By obstacles to reach proficiency: If you’re like me – when I first heard about generative images – and think, boy that’s easy, anyone can do it!
Well, technically speaking, yes. But the process is very tedious, quite addictive and iterative.
No jokes but an AI image generator is indeed like that “box of chocolates, you never know what you’re going to get.”

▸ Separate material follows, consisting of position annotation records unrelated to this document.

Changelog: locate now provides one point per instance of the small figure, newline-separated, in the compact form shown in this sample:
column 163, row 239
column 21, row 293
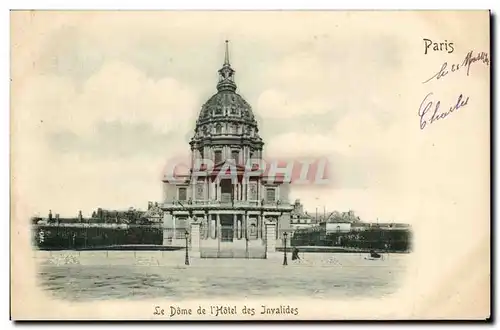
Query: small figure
column 374, row 254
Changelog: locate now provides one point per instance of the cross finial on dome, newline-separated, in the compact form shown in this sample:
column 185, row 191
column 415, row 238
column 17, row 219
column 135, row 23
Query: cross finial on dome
column 226, row 57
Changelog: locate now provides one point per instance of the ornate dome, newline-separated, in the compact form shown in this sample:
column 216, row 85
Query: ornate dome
column 226, row 116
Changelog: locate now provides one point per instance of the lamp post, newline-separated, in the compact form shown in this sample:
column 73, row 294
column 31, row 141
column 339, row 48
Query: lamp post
column 186, row 262
column 285, row 234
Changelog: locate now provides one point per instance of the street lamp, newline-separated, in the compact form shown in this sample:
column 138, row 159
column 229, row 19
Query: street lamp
column 186, row 262
column 285, row 234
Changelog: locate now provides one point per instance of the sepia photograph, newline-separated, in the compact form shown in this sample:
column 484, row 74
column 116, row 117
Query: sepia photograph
column 250, row 165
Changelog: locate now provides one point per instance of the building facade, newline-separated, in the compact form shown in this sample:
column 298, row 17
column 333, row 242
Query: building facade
column 299, row 218
column 225, row 191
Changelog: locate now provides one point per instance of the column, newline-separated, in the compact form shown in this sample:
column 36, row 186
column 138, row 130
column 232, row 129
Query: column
column 195, row 237
column 235, row 226
column 205, row 189
column 219, row 191
column 262, row 226
column 245, row 190
column 213, row 227
column 206, row 224
column 245, row 226
column 167, row 231
column 212, row 188
column 218, row 230
column 174, row 220
column 270, row 237
column 259, row 224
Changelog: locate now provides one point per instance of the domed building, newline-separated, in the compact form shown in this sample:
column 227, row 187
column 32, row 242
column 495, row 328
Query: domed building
column 236, row 207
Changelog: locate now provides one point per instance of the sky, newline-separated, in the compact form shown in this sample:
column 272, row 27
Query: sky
column 103, row 100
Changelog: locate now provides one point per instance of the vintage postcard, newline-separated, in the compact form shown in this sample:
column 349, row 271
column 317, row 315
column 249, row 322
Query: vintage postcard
column 253, row 165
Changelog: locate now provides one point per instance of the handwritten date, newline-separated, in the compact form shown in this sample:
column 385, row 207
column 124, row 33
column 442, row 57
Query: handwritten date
column 469, row 59
column 430, row 111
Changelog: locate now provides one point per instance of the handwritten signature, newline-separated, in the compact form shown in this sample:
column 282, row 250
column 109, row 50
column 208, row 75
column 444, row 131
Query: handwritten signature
column 469, row 59
column 429, row 111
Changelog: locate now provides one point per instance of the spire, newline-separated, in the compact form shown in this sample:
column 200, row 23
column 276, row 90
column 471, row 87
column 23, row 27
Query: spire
column 226, row 74
column 226, row 57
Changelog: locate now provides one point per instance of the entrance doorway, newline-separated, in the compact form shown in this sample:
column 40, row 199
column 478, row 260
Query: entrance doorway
column 226, row 188
column 227, row 227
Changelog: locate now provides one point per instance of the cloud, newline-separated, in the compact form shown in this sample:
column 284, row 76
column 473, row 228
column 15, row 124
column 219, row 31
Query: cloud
column 103, row 143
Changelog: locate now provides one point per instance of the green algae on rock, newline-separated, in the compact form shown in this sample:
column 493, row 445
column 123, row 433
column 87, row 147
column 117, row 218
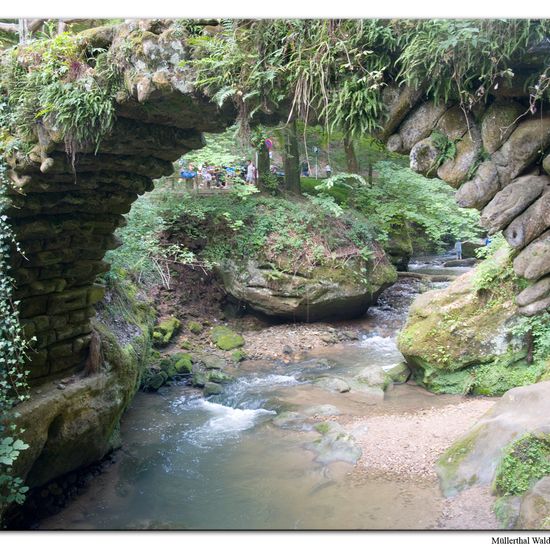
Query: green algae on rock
column 226, row 339
column 165, row 330
column 463, row 340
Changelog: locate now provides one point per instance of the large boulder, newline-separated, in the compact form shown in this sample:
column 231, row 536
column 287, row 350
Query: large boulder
column 420, row 123
column 475, row 458
column 512, row 201
column 522, row 147
column 455, row 171
column 530, row 224
column 533, row 262
column 322, row 292
column 398, row 101
column 461, row 339
column 478, row 191
column 499, row 121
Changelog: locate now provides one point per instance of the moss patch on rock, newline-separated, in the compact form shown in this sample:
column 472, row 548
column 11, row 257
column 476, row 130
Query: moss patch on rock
column 226, row 339
column 165, row 330
column 463, row 339
column 524, row 462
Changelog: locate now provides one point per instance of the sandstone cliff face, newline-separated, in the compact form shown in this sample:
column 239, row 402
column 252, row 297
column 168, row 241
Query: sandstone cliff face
column 462, row 339
column 321, row 293
column 499, row 167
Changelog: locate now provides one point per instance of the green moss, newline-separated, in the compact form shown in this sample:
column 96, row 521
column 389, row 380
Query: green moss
column 219, row 377
column 226, row 339
column 499, row 376
column 523, row 463
column 449, row 463
column 195, row 327
column 184, row 363
column 164, row 331
column 238, row 355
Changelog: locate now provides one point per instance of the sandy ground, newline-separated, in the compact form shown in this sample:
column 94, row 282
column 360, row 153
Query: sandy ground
column 295, row 339
column 408, row 446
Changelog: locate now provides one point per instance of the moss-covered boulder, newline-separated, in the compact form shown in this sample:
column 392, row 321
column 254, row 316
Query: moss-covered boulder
column 320, row 292
column 463, row 339
column 165, row 330
column 195, row 327
column 226, row 339
column 498, row 445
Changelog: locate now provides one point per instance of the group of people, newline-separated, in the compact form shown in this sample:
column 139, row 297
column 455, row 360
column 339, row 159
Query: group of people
column 209, row 176
column 305, row 170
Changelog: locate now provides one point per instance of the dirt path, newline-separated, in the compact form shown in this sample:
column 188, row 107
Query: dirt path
column 408, row 446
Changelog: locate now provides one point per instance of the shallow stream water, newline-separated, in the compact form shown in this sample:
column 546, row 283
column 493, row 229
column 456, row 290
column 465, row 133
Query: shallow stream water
column 230, row 462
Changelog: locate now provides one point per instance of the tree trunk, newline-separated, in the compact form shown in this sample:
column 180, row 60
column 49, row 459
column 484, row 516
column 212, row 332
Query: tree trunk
column 23, row 31
column 263, row 165
column 292, row 159
column 351, row 158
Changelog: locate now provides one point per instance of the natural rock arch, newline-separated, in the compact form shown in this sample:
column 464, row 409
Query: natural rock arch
column 64, row 215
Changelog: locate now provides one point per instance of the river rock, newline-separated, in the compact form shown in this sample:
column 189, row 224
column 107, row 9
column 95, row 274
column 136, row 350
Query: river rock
column 533, row 262
column 512, row 201
column 534, row 511
column 457, row 341
column 209, row 360
column 374, row 377
column 474, row 458
column 290, row 420
column 212, row 388
column 334, row 445
column 467, row 262
column 333, row 383
column 322, row 410
column 398, row 373
column 470, row 248
column 321, row 293
column 530, row 224
column 499, row 121
column 420, row 123
column 478, row 191
column 455, row 171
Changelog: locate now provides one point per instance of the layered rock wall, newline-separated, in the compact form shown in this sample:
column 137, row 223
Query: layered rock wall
column 500, row 167
column 65, row 213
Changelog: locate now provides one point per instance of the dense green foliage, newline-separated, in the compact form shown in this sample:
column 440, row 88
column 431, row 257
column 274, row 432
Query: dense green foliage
column 335, row 70
column 13, row 347
column 401, row 196
column 65, row 82
column 295, row 233
column 524, row 462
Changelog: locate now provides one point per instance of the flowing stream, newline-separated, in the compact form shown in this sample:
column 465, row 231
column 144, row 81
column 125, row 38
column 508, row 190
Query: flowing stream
column 252, row 458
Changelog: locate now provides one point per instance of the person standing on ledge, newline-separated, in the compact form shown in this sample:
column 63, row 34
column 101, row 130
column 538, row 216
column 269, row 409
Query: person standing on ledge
column 458, row 250
column 250, row 173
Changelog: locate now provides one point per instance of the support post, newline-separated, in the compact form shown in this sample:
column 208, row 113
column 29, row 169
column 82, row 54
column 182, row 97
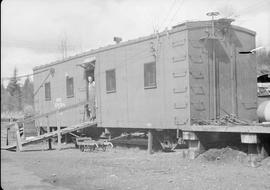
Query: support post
column 18, row 138
column 195, row 147
column 7, row 136
column 48, row 130
column 58, row 132
column 66, row 138
column 150, row 142
column 252, row 142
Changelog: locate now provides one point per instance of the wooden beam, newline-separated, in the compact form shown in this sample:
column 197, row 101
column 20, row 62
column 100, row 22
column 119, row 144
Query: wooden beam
column 49, row 113
column 249, row 138
column 228, row 129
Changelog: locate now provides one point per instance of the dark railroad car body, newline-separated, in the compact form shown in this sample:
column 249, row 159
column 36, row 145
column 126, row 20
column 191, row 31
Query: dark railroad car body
column 167, row 80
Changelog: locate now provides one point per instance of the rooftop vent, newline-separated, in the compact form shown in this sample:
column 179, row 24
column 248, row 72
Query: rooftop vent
column 117, row 39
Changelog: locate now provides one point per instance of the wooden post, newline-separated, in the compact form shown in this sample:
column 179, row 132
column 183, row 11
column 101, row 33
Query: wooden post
column 150, row 141
column 66, row 139
column 48, row 130
column 18, row 137
column 252, row 141
column 58, row 132
column 195, row 147
column 7, row 136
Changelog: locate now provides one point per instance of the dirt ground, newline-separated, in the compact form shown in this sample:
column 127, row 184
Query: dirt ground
column 126, row 168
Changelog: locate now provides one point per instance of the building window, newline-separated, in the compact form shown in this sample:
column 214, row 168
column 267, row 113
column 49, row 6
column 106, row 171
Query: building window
column 150, row 75
column 47, row 91
column 69, row 87
column 110, row 81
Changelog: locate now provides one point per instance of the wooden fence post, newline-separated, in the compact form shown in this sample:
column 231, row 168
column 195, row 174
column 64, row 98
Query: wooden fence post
column 150, row 141
column 48, row 130
column 58, row 132
column 18, row 137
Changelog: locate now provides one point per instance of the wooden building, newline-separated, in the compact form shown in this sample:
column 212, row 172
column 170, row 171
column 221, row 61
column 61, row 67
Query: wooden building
column 168, row 80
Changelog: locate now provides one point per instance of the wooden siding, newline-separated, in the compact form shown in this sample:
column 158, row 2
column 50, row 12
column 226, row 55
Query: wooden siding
column 182, row 78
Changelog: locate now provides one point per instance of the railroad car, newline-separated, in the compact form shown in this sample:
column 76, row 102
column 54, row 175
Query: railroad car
column 166, row 81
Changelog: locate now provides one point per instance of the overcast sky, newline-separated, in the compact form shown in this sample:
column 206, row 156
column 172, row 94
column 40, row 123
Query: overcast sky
column 32, row 30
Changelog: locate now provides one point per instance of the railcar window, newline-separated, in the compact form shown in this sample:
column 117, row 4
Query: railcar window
column 47, row 91
column 69, row 87
column 150, row 75
column 110, row 81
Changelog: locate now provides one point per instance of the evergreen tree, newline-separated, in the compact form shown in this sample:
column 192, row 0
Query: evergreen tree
column 4, row 96
column 15, row 94
column 28, row 93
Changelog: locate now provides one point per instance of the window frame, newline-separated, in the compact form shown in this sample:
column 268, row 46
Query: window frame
column 67, row 86
column 108, row 89
column 46, row 91
column 147, row 84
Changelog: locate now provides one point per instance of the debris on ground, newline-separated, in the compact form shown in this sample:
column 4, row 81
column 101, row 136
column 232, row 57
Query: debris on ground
column 223, row 155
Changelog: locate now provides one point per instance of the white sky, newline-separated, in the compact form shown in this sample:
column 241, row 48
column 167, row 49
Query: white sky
column 32, row 30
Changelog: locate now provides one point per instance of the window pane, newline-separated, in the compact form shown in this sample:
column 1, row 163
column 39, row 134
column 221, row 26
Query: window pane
column 150, row 75
column 110, row 81
column 47, row 91
column 69, row 87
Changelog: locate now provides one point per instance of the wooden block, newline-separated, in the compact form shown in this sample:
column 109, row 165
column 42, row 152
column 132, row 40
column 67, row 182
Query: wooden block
column 249, row 138
column 189, row 136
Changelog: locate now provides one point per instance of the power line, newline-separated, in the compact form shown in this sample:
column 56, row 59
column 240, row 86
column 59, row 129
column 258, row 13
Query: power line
column 168, row 13
column 24, row 76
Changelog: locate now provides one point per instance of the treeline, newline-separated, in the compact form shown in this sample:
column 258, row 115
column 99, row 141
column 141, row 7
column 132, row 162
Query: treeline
column 16, row 97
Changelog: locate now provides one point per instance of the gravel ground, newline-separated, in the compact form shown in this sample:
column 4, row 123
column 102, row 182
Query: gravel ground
column 123, row 168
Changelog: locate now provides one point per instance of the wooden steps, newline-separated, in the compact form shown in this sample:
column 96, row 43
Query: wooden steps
column 53, row 134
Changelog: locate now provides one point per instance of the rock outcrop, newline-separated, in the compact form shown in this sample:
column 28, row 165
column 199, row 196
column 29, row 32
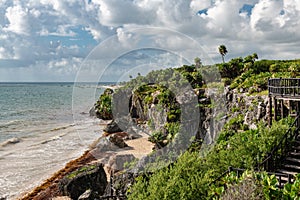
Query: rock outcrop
column 89, row 177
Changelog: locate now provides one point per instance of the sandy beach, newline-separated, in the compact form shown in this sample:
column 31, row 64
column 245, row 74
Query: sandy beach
column 138, row 147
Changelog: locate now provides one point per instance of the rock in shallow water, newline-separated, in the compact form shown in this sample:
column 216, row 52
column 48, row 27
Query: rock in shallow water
column 89, row 177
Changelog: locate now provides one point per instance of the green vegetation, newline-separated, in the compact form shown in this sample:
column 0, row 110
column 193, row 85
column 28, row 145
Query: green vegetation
column 190, row 177
column 252, row 76
column 81, row 170
column 256, row 185
column 103, row 105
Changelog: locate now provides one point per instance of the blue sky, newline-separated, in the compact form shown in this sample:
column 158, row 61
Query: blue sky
column 48, row 40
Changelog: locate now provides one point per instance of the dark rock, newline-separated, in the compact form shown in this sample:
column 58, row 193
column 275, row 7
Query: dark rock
column 118, row 141
column 116, row 163
column 104, row 105
column 112, row 127
column 121, row 103
column 89, row 195
column 91, row 177
column 92, row 112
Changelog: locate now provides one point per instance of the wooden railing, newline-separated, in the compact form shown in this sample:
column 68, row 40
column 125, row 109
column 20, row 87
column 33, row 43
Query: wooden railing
column 272, row 160
column 284, row 86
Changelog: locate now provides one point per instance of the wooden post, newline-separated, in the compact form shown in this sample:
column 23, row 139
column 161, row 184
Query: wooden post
column 270, row 110
column 298, row 112
column 282, row 110
column 275, row 109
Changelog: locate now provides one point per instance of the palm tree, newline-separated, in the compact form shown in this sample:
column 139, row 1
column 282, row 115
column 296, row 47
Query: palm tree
column 254, row 56
column 198, row 62
column 223, row 51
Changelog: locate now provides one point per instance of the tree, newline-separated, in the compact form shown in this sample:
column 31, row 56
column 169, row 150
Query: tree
column 254, row 56
column 223, row 51
column 198, row 62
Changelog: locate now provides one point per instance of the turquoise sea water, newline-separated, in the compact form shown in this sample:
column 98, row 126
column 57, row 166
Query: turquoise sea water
column 42, row 126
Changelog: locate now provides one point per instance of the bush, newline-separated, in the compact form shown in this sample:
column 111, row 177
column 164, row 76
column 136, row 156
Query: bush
column 189, row 177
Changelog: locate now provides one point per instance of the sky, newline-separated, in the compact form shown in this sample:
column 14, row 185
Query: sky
column 55, row 40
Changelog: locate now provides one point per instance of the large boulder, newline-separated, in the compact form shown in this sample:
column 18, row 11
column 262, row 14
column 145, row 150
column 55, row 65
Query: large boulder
column 112, row 127
column 117, row 140
column 89, row 177
column 103, row 107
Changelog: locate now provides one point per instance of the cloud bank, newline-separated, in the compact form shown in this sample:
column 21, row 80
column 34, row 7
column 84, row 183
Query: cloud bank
column 48, row 39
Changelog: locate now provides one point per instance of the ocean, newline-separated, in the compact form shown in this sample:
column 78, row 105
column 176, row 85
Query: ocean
column 42, row 127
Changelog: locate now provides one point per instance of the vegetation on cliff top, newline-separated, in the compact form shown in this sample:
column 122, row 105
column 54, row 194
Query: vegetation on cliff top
column 191, row 175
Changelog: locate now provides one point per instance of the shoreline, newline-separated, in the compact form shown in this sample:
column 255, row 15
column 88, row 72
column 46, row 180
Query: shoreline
column 48, row 189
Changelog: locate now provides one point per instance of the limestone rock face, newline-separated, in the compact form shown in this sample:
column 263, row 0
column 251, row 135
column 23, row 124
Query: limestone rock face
column 112, row 127
column 90, row 177
column 118, row 141
column 117, row 162
column 102, row 108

Audio-visual artist Christen Bach aptly sums up his process creating Entering the Data Core, an AI-illustrated comic:
“The process comes with a cost though. You will have to view the A.I. as a collaborator. You can notch it in a direction, but you don’t have 100% control, so you need to keep a flexible mind. I generated hundreds of images for these 10 pages, and constantly had to compromise on the images and sequences I had locked in my mind while writing it. Still, I was able to churn everything out in about 3 workdays (ca. 24 hours collected) from nothing to final result.” – Cartoon Brew
We’re still in the novelty stage, but as AI-generators gain wider adoption and become even more sophisticated (e.g., text-to-video or text-to-3D virtual/physical objects), new provenance, content screening, legal and compensation standards will have to emerge – to minimize havoc.
One way could be for developers of AI generators to first include only images that their creators opted in and can prove provenance. Second, tokenize all images in their database as NFTs. Heck! Even turn this whole organization into a DAO.
This way all future proceeds from generated artworks will be proportionally shared with the original artist, AI artist and the AI generator – the new derivative art gang!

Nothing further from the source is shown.